Company with local roots aims for moon
Apr 05, 2012 (Pittsburgh Post-Gazette - McClatchy-Tribune Information Services via COMTEX) --
Astrobotic Technology has altered its October 2015 mission to the moon in dramatic fashion.
It's headed to the lunar north pole to prospect for natural resources, including water and methane, and abandoning plans to land near the equator with a primary goal of winning the $30 million Google Lunar X Prize.
The new goal is to advance science by confirming the presence of resources necessary for colonization of the moon.
The space robotics company, which holds six NASA contracts to develop robotic equipment for moon missions, changed its strategy to take full scientific advantage of landing its first robot on the moon.
NASA, the European Space Agency, Japan, India and China all completed recent satellite orbits of the moon that indicated the presence of water and other resources there, but without confirmation.
Astrobotic's Polaris robot, which is a lunar rover, also will be able to dig and drill for resources, then analyze and report its findings to Earth. Its landing would represent a major scientific step forward in moon exploration.
"If we get on the ground in the north pole and confirm the presence of resources, that would be the basis for a thriving lunar economy where we could create spacecraft fuel on the moon," said David Gump, Astrobotic president.
Twenty-six teams have joined the competition for the X Prize, which will go to the first private company to land on the moon and fulfill a series of tasks. Mr. Gump said Astrobotic is the first to announce that it has reserved a launch vehicle -- a Falcon 9 rocket from SpaceX -- to carry its robot and lander to the moon.
Led by noted Carnegie Mellon University roboticist William "Red" Whittaker, the company now is redesigning its Polaris robot to transform it into a lunar prospector. Because the weight the rocket can carry is set, any additional weight added to the robot must be subtracted from the lander, Mr. Gump said.
Originally, Astrobotic planned to land a robot near the moon's equator, which would travel across the lunar surface and send video back to Earth. The former plan also included a trip near the Apollo 11 landing site, where the first humans stepped on the lunar surface, and provide fresh video of the famous spot.
"The previous robot was designed to be a scout carrying cameras and making long-distance traverses," Mr. Gump said.

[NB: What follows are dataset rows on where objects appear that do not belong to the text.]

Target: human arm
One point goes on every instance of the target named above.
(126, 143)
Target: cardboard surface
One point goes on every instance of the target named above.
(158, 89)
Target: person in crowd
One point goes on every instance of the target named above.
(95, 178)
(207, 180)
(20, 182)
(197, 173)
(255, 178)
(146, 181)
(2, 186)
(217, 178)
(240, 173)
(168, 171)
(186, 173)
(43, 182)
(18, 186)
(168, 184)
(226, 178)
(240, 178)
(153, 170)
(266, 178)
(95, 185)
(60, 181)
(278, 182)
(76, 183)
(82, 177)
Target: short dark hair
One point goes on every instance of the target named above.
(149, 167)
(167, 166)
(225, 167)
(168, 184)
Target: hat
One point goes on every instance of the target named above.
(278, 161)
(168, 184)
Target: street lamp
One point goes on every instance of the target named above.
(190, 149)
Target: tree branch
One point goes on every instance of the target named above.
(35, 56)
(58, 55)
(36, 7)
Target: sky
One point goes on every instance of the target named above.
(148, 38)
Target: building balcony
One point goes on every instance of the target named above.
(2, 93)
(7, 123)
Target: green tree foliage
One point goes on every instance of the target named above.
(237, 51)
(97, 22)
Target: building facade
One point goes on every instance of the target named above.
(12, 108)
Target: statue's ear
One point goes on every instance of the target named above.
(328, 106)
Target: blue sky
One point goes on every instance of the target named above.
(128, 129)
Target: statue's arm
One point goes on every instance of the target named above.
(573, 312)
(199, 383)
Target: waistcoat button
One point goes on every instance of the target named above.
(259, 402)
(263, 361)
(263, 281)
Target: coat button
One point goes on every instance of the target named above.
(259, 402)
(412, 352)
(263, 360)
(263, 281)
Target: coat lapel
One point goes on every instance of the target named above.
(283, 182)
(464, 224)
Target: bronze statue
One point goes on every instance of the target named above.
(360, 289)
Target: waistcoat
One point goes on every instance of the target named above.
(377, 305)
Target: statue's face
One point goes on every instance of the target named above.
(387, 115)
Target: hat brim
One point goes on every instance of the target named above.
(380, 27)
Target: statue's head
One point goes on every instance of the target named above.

Astrobotic also plans to haul payload from space agencies and scientific institutions to the moon at a cost of $820,000 a pound.
Moon colonization largely depends on what natural resources exist there, initially at its poles. Water, split into hydrogen and oxygen, would help sustain human life while providing fuel for rockets to return to Earth or head deeper into the solar system, Mr. Gump said.
At the north pole, the robot will operate for 10 to 12 days of constant sunlight, then hibernate during the equal period of polar nighttime.
Mr. Gump said Astrobotic intends to land within 100 yards of its designated target.